FEATURE26 January 2022

The history of the data economy: The future of data

x Sponsored content on Research Live and in Impact magazine is editorially independent.
Find out more about advertising and sponsorship.

Data analytics Features Impact Innovations Technology

Data is now the fuel that drives business – identifying potential markets, shaping new products and targeting consumers. Impact has partnered with Significance, the magazine of the Royal Statistical Society, to jointly publish a series exploring the past, present and future of the data economy. In this fourth and final part, Timandra Harkness considers what the coming years have in store for the data industries.

The-future-of-data-crop

Do you want to feel special? Go to coveryourtracks.eff.org and click the ‘Test Your Browser’ button. That’s how I found out that my web browser fingerprint is unique among the 220,694 that the Electronic Frontier Foundation tested in the previous 45 days.

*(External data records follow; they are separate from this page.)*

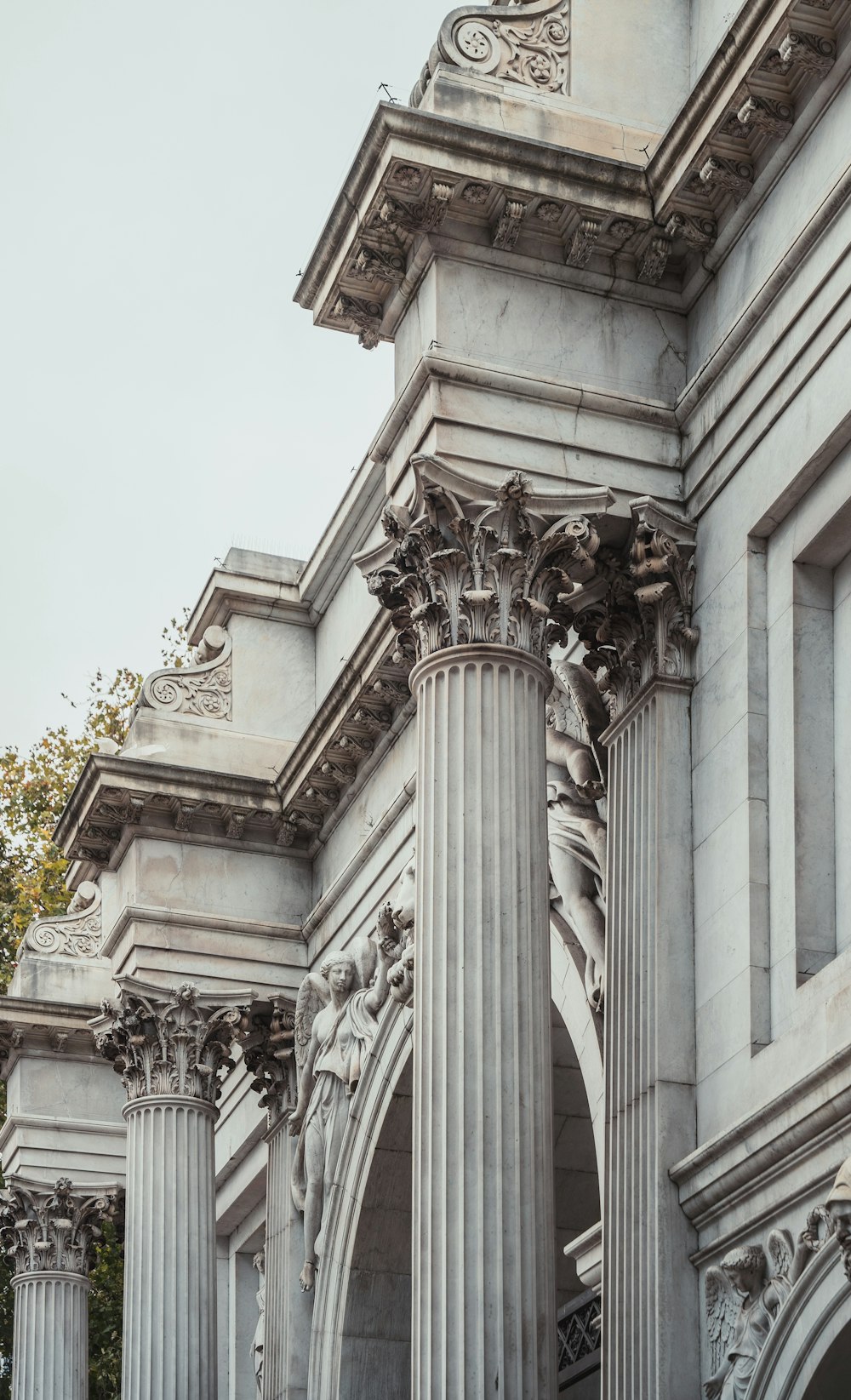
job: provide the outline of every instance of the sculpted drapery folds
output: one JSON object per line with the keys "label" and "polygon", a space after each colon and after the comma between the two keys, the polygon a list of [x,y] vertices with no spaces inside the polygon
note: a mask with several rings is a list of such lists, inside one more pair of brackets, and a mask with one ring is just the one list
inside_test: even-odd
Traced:
{"label": "sculpted drapery folds", "polygon": [[547,836],[563,914],[585,953],[585,991],[602,1011],[606,972],[607,714],[584,666],[553,664],[547,701]]}
{"label": "sculpted drapery folds", "polygon": [[[389,917],[389,907],[385,914]],[[388,969],[396,939],[379,923],[378,946],[367,939],[354,953],[329,953],[319,976],[308,973],[295,1005],[298,1103],[290,1133],[298,1135],[293,1200],[304,1211],[305,1261],[301,1287],[316,1281],[322,1212],[333,1186],[349,1105],[389,995]]]}
{"label": "sculpted drapery folds", "polygon": [[[743,1245],[707,1270],[707,1320],[714,1372],[707,1400],[745,1400],[766,1340],[812,1253],[806,1231],[792,1243],[771,1231],[767,1247]],[[771,1267],[768,1266],[771,1260]]]}

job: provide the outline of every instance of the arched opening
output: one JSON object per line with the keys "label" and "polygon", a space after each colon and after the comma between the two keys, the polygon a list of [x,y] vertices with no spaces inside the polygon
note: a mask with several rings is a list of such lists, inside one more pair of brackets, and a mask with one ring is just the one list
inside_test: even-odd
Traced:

This was a surprise. It means that even if I refuse tracking cookies – which I do – advertisers can still follow me around different websites, using a combination of innocuous details such as my browser version, screen size, graphics setup and system fonts.

In short, getting rid of third-party cookies, as Google has promised to do from its Chrome browser by late 2023, will not bring the online data economy to a screeching halt. But that doesn’t mean things will carry on as before. Major changes are afoot in the data-driven industries, spurred by privacy concerns, tightening regulation, and technological advances.

Federated learning

In this series, we followed the progress of statistical and computing methods for drawing insights from data: from sampling to constructing an ‘n=all’ whole population model; from Victorian techniques of regression and dimension reduction to machine-learning models, the detailed workings of which are mysterious even to those who programme them.

The next challenge for those using data to understand people will be to preserve people’s privacy and autonomy while drawing conclusions – if not about them personally, about relevant populations. Take Google’s cookie announcement. You might, cynically, suggest that it’s merely a way for Google to monopolise the ability to target adverts to you. But some of Google’s ‘Privacy Sandbox’ proposals have the potential to radically change how researchers and marketers work.

Fledge, developed by Google, is one potential solution to the problem of, say, being repeatedly targeted by car ads after you’ve researched a car online. It lets the user’s own browser automatically tag a topic of interest for a specified length of time. No central data store will flag the browser or shopper. It’s like wearing a lanyard at an event that says “talk to me about cars” but which you can take off at the end of the day, instead of being added to somebody’s marketing list forever.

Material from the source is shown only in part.